689 nell'ultimo mese, Ue esprime preoccupazione
Milano, 25 ago. (Apcom) - Fanno discutere le oltre ottomila espulsioni di Rom romeni e bulgari in situazione irregolare effettuate dal governo francese da inizio anno. Il Commissario Ue per la Giustizia Viviane Reding ha parlato di una "certa preoccupazioni" sorta all'interno della Commissione per le misure adottate da Parigi nei confronti degli immigrati irregolari. La Reding ha spiegato che la Ue riconosce il diritto degli Stati membri di far rispettare l'ordine pubblico, ma si aspetta anche il rispetto delle regole sulla libera circolazione, sulla non discriminazione e sui valori comuni dell'Unione, in particolar modo il rispetto dei diritti fondamentali compresi quelli delle minoranze.

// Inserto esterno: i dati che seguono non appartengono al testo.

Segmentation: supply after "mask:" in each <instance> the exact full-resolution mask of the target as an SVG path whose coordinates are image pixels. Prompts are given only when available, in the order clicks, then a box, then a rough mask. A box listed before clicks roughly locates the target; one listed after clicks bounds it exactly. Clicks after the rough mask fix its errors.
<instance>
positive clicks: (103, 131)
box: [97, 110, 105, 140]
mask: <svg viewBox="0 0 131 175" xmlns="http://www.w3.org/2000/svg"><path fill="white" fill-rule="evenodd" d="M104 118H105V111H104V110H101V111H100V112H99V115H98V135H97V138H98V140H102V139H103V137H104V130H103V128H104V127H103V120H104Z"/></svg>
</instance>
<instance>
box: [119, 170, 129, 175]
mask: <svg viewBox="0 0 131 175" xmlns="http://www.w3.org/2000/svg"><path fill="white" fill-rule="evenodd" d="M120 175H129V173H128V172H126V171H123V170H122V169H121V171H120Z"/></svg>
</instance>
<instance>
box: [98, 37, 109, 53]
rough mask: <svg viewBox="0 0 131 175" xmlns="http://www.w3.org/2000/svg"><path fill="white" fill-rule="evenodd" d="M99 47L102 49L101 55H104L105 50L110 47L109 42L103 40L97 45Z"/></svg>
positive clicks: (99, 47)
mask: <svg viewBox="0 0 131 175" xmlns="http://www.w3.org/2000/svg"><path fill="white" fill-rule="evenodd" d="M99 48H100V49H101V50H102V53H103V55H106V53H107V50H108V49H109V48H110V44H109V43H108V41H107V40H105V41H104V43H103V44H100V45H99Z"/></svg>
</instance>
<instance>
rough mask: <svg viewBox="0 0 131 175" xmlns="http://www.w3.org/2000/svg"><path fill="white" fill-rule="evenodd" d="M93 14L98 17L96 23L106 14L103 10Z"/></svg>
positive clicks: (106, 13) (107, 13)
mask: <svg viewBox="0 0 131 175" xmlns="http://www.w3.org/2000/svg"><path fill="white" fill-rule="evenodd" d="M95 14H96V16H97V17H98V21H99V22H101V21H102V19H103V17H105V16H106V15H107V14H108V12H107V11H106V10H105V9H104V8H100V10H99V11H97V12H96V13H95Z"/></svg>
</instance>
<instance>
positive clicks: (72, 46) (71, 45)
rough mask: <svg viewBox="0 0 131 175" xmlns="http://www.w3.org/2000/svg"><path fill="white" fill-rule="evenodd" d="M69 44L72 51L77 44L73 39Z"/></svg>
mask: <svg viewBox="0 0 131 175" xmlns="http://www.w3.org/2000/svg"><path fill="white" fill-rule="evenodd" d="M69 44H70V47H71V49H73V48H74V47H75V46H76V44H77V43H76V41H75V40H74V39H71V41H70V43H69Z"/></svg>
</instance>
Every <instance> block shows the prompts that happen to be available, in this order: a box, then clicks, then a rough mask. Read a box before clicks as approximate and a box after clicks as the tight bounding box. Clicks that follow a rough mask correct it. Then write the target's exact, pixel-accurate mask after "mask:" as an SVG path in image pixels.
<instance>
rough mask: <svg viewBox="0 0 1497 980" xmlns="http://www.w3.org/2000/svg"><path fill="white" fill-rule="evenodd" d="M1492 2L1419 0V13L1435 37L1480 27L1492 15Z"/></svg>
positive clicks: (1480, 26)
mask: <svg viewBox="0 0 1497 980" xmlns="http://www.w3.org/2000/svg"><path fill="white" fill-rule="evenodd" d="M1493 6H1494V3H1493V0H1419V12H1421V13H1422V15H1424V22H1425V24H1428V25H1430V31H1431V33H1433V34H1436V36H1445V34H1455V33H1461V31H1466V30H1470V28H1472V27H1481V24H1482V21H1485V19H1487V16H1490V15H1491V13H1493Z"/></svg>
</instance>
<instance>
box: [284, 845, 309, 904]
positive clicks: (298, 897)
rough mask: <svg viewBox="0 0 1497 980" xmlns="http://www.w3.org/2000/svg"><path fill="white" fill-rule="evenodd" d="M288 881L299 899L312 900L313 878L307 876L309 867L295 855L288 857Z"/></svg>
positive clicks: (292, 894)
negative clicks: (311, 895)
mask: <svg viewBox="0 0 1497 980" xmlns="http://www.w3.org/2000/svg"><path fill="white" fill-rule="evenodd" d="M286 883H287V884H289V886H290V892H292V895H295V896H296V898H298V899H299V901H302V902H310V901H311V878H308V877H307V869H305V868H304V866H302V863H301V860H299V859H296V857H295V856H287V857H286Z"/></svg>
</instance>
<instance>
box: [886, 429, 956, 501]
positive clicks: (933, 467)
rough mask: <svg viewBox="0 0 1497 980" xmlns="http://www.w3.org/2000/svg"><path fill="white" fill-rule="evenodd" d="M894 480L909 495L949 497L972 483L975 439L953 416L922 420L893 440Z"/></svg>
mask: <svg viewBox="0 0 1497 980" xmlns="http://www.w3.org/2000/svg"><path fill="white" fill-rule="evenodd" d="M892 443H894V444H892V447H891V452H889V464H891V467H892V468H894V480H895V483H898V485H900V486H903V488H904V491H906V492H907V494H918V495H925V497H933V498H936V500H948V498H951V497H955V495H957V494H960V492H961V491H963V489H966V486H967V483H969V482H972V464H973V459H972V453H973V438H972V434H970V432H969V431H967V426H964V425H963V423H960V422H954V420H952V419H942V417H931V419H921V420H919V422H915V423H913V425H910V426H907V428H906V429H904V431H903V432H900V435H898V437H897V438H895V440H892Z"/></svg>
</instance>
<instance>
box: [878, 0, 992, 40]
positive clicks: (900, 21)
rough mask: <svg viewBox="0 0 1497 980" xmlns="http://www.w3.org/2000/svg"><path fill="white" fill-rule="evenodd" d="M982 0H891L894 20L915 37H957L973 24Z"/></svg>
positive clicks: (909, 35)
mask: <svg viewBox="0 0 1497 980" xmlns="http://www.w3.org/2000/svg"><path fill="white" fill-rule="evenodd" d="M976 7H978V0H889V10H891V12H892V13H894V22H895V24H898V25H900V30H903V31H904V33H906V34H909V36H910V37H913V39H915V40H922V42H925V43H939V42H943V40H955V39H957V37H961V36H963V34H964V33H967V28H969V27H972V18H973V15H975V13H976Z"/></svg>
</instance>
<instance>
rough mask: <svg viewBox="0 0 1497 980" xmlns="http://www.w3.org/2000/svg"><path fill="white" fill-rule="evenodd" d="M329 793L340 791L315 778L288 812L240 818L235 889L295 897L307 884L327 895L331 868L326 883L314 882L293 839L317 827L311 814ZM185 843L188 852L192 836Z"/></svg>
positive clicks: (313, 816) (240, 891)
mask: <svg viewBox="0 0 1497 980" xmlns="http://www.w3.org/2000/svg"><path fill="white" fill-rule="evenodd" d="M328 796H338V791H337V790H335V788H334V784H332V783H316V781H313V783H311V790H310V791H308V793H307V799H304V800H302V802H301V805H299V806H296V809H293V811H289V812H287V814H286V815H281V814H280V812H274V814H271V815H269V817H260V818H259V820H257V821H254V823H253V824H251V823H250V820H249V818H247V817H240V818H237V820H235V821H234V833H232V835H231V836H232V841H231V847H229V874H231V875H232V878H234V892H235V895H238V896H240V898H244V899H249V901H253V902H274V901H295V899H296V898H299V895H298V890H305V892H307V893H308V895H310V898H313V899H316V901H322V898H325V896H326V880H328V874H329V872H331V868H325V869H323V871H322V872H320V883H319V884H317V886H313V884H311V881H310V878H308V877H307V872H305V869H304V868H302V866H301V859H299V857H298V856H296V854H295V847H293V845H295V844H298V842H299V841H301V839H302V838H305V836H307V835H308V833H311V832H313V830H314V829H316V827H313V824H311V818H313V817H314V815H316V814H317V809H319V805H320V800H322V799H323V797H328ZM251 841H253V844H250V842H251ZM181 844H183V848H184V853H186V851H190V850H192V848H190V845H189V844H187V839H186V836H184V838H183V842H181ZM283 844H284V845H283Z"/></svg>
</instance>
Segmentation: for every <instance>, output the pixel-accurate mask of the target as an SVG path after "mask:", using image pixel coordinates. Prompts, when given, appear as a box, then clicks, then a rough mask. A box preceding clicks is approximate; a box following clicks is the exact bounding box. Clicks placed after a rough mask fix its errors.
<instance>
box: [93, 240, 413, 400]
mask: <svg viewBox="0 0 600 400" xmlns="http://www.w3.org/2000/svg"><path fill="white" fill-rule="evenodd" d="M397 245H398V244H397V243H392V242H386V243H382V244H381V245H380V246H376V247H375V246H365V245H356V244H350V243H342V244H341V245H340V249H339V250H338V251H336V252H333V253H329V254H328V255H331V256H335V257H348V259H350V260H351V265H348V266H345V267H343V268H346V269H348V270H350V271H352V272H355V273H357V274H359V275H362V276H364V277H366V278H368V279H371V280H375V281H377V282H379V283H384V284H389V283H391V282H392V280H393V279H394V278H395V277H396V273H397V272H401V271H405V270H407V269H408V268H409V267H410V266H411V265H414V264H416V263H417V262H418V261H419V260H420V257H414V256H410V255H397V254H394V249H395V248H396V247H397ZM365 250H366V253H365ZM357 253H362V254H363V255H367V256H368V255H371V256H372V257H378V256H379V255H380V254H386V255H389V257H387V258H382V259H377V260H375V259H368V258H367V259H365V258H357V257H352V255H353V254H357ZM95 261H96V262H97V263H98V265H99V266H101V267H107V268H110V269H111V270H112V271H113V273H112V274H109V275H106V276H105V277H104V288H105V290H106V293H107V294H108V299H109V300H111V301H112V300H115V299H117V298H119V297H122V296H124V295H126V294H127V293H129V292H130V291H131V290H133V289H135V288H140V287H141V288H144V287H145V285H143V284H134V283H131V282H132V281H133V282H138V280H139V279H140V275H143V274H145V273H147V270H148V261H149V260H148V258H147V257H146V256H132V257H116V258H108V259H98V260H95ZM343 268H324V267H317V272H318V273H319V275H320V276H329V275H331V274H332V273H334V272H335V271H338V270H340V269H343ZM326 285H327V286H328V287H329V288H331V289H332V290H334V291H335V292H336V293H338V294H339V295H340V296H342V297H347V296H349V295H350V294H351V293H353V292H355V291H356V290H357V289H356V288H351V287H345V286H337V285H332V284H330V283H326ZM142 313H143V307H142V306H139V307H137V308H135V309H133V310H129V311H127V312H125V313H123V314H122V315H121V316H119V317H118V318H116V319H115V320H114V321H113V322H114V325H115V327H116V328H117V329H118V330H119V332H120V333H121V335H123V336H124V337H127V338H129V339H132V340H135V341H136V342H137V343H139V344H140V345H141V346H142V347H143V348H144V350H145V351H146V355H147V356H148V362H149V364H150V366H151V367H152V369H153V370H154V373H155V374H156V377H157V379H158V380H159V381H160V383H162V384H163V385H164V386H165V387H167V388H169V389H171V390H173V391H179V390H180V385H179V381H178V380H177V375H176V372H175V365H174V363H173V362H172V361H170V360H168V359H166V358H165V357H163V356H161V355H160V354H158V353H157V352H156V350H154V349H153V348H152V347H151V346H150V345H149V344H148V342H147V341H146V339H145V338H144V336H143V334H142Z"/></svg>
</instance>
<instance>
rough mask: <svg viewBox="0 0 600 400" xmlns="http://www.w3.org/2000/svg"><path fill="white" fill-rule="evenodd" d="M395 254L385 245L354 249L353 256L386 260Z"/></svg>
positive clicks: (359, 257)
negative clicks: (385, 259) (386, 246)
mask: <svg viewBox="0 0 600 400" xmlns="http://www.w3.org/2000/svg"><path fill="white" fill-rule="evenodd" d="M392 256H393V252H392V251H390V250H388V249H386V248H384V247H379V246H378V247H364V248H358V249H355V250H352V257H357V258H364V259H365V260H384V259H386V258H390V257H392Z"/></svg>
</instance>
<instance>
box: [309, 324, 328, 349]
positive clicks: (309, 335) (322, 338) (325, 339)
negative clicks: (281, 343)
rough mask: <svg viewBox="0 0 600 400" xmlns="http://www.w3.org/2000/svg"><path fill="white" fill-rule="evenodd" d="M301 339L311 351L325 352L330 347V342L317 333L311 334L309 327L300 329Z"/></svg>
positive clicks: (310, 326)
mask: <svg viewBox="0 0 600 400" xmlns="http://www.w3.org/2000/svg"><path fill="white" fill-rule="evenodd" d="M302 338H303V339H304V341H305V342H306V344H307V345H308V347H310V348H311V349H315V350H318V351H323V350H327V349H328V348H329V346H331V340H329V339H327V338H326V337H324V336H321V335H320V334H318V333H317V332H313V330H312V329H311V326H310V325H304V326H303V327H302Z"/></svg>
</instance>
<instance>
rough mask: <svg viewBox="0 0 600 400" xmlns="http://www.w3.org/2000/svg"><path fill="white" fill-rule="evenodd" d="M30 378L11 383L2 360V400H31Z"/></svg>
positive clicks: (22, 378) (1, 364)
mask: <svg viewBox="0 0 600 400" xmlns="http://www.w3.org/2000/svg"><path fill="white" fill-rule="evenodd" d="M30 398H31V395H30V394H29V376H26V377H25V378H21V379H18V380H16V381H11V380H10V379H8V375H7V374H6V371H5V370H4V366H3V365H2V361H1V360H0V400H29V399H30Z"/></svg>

Secondo i dati forniti dal Ministro dell'Immigrazione francese, delle 8.030 persone uscite da inizio anno dal Paese, 6.739 lo hanno fatto in modo volontario, a bordo di 27 voli charter appositamente allestiti. Dal 28 luglio - data in cui il presidente Nicolas Sarkozy ha posto l'accento sui problemi di ordine pubblico causati dai Rom clandestini - invece le espulsioni sono state 689. I prossimi voli di rimpatrio sono previsti per domani da Parigi e Lione, con a bordo un totale di 283 persone; altri due voli sono programmati il 14 e 30 settembre prossimi. Il ministro dell'Immigrazione Erci Besson ha ribadito che non si tratta di misure eccezionali ma di "procedure di smantellamento dei campi illegali già in uso da molti anni".